Aquela segunda-feira, no entanto, não seria como as outras. Ao deixar a casa lotérica, Ozório viu um menino do outro lado da rua. O garoto, que estava de costas, virou-se e olhou direto nos olhos de Ozório, assim que o velho saiu da lotérica. E o olhou com reprovação. Ozório sentiu um frio em todo o corpo. Fez um sinal da cruz mecanicamente e desviou os olhos da criança, que aparentava ter seus sete ou oito anos.

O velho seguiu pela calçada segurando, firme, o saco plástico, dobrado diversas vezes, que envolvia algumas notas de reais, documentos pessoais, faturas e um cartão bancário. Ele nunca teve uma carteira, pois julgava ser algo supérfluo. “Qual a utilidade de uma carteira se dinheiro e documentos podem ser guardados em um saco plástico?” – essa era a lógica de Ozório para evitar dispêndios com “objetos dispensáveis”. O dinheiro economizado nas compras era fartamente empregado em jogos. Quando ficasse rico, pararia de jogar e compraria tudo que quisesse; teria, então, um amontoado de coisas desnecessárias.

Ao chegar ao bar, Ozório desenrolou o saco plástico e sacou dois reais. Chamou o mesmo rapaz gordo e baixinho das segundas-feiras. A pergunta também foi a mesma:

- O de sempre, seu Ozório? Era o de sempre: pão com margarina e café. Ozório tinha vontade de sentir o sabor de uma torta de coco com uma cereja de cobertura – ele sabia que era coco, pois perguntara certa vez, apenas por curiosidade. Mas só um pedaço da torta custava cinco reais. Era muito dinheiro para o café da manhã.
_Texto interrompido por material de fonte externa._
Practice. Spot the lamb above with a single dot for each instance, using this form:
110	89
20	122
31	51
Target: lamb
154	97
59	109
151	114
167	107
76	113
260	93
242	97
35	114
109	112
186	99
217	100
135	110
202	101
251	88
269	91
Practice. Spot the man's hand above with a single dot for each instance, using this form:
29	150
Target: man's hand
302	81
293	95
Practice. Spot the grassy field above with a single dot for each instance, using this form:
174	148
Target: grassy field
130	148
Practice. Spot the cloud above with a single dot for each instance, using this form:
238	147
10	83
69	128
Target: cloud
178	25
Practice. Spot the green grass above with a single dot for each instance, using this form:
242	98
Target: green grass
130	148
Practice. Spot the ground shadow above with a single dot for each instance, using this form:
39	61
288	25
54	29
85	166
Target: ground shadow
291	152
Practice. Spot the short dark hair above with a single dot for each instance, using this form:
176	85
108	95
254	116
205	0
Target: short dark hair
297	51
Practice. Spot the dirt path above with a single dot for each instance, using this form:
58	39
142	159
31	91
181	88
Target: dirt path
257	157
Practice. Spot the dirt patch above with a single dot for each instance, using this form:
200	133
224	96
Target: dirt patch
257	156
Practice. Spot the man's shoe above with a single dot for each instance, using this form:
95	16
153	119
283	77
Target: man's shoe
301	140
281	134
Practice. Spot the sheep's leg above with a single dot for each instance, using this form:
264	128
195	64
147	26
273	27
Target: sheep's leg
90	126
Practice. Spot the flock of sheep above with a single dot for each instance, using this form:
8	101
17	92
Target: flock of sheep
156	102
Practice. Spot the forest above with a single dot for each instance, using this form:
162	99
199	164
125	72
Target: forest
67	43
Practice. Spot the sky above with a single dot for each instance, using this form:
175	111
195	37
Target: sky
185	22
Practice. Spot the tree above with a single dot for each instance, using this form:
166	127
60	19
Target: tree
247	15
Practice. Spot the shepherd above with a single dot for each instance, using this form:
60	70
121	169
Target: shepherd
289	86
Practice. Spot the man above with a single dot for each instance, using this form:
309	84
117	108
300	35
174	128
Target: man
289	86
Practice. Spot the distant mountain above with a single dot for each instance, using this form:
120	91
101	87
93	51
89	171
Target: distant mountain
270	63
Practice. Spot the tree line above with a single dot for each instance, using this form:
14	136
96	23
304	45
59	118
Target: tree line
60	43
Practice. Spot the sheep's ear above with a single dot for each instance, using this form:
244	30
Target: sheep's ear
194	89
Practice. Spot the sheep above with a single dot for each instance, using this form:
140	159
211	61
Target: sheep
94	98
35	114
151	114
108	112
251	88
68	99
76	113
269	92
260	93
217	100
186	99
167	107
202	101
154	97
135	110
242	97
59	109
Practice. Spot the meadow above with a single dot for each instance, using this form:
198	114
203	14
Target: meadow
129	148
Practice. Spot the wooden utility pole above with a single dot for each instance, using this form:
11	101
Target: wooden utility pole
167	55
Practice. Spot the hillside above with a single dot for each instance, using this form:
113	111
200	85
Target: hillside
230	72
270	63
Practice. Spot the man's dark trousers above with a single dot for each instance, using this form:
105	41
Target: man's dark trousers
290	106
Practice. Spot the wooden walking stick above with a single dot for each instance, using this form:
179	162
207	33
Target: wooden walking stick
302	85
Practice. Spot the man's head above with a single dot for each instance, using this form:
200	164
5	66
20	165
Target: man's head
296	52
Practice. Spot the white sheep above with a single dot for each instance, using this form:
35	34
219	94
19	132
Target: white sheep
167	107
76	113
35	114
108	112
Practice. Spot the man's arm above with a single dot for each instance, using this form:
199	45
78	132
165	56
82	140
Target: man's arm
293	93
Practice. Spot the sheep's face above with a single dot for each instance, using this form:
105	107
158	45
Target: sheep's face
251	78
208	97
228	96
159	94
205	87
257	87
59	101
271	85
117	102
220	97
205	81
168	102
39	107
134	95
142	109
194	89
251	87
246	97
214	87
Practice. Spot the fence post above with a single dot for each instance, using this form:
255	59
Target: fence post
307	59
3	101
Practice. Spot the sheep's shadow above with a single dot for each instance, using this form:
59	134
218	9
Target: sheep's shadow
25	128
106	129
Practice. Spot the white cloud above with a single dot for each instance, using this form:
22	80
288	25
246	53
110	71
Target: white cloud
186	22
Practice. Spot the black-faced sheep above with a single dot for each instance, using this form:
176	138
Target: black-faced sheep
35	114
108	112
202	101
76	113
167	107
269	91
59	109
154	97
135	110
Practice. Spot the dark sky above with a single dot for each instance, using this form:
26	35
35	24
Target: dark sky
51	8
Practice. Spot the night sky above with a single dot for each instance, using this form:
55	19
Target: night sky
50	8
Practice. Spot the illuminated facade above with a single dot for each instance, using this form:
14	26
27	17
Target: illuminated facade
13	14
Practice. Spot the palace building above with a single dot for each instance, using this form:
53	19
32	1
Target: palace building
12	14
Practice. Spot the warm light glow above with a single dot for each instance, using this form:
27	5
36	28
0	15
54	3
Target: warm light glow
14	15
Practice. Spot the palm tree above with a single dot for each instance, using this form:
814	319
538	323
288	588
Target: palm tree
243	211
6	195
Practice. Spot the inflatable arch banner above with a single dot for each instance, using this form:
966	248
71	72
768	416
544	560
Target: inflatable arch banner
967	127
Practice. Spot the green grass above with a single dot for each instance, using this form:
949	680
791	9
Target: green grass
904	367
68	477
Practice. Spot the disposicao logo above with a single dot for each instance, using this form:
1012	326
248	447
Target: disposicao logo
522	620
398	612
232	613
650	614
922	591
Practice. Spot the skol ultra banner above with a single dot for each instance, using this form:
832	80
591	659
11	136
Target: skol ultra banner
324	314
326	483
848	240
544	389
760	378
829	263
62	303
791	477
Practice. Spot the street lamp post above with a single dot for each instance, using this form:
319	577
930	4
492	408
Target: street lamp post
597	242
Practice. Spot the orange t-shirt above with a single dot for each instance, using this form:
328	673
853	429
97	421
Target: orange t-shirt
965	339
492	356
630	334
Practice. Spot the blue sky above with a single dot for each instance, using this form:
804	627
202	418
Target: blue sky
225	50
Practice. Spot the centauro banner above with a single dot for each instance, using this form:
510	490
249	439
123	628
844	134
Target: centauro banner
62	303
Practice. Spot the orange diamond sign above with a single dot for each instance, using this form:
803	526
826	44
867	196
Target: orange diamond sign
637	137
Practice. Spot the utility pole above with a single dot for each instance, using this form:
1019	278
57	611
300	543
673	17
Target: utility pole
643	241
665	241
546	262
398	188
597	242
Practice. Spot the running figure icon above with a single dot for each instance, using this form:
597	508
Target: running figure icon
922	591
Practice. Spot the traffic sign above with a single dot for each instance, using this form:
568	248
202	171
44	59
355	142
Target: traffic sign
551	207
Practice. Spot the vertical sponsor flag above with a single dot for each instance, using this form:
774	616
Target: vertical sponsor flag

O velho quase deixou cair o café ao rever o menino. De novo, os olhos se cruzaram. Dessa vez, o garoto já não olhava com ar de reprovação. Estava sentado sozinho e parecia ter muita fome. Poderia ser seu neto, mas Ozório não tem filhos (na juventude, estava mais interessado em trabalhar; depois de velho, já não via mais sentido em ter esposa e filhos). Ozório pensou, por alguns segundos, em usar outros dois reais e alimentar a criança. Mas lembrou-se da aposta de quarta-feira. Resolveu desviar os olhos do menino. Terminou o café mais rápido que de costume.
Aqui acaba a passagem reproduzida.